I do not have depends_on_past=True
set as dag_defaults
dag_defaults = {
"start_date": datetime.today() - timedelta(days=2),
"on_failure_callback": on_failure_callback,
"provide_context": True
}
I am forced to Run every task manually. :( Rather than just letting the scheduler take its course and run them automatically.
Note: I am executing the backfill cli commands via Airflow worker pods on a K8S cluster.
Has anyone else faced a similar issue using the backfill cli commands?
UPDATE: I realised my backfill runs fall outside the total dag interval. I.e before the dag
start_date
causing a blocking schedule dependancy.
While you can still create the run, it will not run automatically, but you can manually run each task.
As a workaround would need to change the start_date
to be before or on my oldest backfill date.

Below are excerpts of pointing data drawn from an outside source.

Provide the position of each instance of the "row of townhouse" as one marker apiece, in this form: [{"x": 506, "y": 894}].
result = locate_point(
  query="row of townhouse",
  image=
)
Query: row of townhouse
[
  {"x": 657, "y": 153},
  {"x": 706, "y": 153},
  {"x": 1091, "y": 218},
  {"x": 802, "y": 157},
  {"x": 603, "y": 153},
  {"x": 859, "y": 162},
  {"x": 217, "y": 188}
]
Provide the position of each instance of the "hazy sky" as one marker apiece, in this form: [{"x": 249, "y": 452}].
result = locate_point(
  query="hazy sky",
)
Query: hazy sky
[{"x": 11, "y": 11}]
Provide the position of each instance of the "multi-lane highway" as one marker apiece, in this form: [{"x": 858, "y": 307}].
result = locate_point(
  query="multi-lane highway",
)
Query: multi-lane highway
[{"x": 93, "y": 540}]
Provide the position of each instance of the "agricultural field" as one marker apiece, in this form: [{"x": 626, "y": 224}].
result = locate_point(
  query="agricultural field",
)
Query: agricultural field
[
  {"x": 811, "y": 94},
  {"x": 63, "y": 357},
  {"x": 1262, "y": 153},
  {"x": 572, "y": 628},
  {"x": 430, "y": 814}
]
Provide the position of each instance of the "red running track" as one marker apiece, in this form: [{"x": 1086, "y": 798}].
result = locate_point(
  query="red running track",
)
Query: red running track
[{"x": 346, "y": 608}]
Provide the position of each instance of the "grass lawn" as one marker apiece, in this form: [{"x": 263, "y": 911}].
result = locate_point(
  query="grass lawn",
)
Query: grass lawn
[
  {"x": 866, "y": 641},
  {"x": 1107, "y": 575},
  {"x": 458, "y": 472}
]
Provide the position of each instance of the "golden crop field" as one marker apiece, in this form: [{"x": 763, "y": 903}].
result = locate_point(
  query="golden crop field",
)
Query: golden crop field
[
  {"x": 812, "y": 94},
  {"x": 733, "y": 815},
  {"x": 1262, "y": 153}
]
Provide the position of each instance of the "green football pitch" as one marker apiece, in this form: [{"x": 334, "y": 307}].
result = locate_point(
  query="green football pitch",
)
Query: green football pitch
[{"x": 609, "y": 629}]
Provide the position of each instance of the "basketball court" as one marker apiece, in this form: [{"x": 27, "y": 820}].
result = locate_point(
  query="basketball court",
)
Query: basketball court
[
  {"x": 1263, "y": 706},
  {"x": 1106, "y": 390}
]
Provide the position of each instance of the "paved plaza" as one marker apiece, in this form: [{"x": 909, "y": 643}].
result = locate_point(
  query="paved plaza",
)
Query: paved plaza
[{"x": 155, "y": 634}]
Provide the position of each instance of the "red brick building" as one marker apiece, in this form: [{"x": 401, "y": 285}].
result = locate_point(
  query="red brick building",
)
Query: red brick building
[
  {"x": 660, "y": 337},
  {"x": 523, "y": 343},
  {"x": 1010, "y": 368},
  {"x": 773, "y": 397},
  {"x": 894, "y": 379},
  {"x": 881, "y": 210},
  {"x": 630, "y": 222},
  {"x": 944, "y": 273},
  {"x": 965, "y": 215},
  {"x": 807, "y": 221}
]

Would be nice if there was a way to override the backfill cmd or provide a --force option that could mock the start_date in for that specific dag_run, rather than being bound to the total interval.
UPDATE: I realised my backfill runs fall outside the total dag interval. I.e before the dag start_date causing a blocking schedule dependancy.
While you can still create the run, it will not run automatically, but you can manually run each task.
As a workaround would need to change the start_date
to be before or on my oldest backfill date.
Would be nice if there was a way to override the backfill cmd or provide a --force option that could mock the start_date in for that specific dag_run, rather than being bound to the total interval.